The pier at Prybil Beach in Glen Cove is closed for repairs for the foreseeable future.
Mayor Tim Tenke said scuba divers discovered that some areas of the pier were broken during a beach cleanup earlier this month. He said the city hired engineers to investigate, who found that several areas of the pier were either broken, weakened or completely detached from the pier itself.
Some of the timber columns which hold up the pier have been worn down due to pounding waves and storms, Tenke said, making the pier an unsafe place for people to walk. The columns need to be reattached and re-secured before the pier can be used again.
“I’m not saying that it’s an imminent risk of collapse,” Tenke said, “but let’s not push our luck and tempt fate.”
Tenke said the city would likely have an idea of the repairs’ cost next month and work would begin as soon as possible. In the meantime, residents can fish from the beach.
Some residents were not happy with the closing of the pier, saying that it is one of the few spots for local fishing enthusiasts to go.
Anthony Esteves said it wasn’t long before the Pryibil Beach pier closed that he was fishing there, adding that he was shocked to see it closed.
“Up until late October you had 20 to 30 people fishing off that pier,” Esteves said. “It’s a very popular fishing spot and quite frankly the only decent one we have in Glen Cove. It’s probably the best fishing spot on the entire Gold Coast.”
Many anglers like himself take what they catch and bring the fish home to stock their freezers. Esteves said that fish is also given to local, less fortunate families.
He agreed that the pier is in need of repairs but disagreed that it was at risk for collapsing. The pier should not be closed until the repairs are ready to be made, he reasoned.
“People pay a lot of money to live in this town,” he said. “A lot of people who do not fish, they like to go see those million dollar sunsets at the end of the pier. It’s a de-stressor; it’s inspirational for artists and writers. It’s nice to have the fresh salt air to breath in.”

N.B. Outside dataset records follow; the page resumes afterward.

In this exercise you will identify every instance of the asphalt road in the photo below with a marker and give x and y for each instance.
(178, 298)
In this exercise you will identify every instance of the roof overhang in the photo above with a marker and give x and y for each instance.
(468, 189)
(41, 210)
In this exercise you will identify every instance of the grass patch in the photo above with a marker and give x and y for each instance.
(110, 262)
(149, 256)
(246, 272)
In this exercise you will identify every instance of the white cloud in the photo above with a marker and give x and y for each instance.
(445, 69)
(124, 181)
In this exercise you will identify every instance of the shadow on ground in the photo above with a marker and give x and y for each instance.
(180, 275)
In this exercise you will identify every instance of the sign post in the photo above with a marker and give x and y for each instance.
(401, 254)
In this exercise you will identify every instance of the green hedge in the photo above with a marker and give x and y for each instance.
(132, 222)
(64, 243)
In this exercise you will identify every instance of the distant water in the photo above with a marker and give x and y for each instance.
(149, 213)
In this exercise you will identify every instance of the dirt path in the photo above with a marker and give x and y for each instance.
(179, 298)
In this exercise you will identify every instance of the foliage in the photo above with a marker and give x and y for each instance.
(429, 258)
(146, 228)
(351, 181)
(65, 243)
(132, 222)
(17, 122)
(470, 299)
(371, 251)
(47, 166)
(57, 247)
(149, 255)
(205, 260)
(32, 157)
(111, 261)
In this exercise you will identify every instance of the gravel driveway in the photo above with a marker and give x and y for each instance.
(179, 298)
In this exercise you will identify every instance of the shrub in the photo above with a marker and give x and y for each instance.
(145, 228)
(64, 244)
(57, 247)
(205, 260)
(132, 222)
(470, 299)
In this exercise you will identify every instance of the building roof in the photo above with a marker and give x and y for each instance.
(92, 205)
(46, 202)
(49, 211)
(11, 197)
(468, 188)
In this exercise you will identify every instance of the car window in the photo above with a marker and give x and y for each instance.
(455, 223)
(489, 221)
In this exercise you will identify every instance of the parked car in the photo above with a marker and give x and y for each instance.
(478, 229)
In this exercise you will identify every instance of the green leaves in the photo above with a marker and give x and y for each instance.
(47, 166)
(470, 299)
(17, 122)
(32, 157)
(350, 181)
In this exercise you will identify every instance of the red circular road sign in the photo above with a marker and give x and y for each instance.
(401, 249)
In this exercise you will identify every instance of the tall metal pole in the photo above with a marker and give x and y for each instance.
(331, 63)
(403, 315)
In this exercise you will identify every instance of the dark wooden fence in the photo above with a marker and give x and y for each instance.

Fellow fisherman Adam Sotiryardis, an avid fisherman, said he prefers to fish to the left or the right of the pier during high-tide, which brings him the best results. But while he understands the need for the repairs, the closing of the pier, he said, speaks to the restricting of access to bodies of water for fish enthusiasts across the North Shore and across Long Island.
“Glen Cove is closing that parking lot at 9 or 10 p.m. and most of the fishing that people are trying to do at that pier is for nocturnal fish,” said Sotiryardis, a member of several fishing organizations. “We’re Long Islanders. We choose to live here because we’re surrounded by water and we have access to fishing. But in the last 40 years, as areas off Long Island have become more affluent, people want to limit the access to the water.”
Morgan Island comes to mind when thinking about limited access, he said. There are two legal fishing spots there with no parking on either side of the street.
To prevent more limited access to fishing, he said, the pier should be completed before fishing season begins again in the spring. “On April 15, everyone wants to go out and fish for striped bass,” he said.
It is not clear when the repairs on the pier will be finished.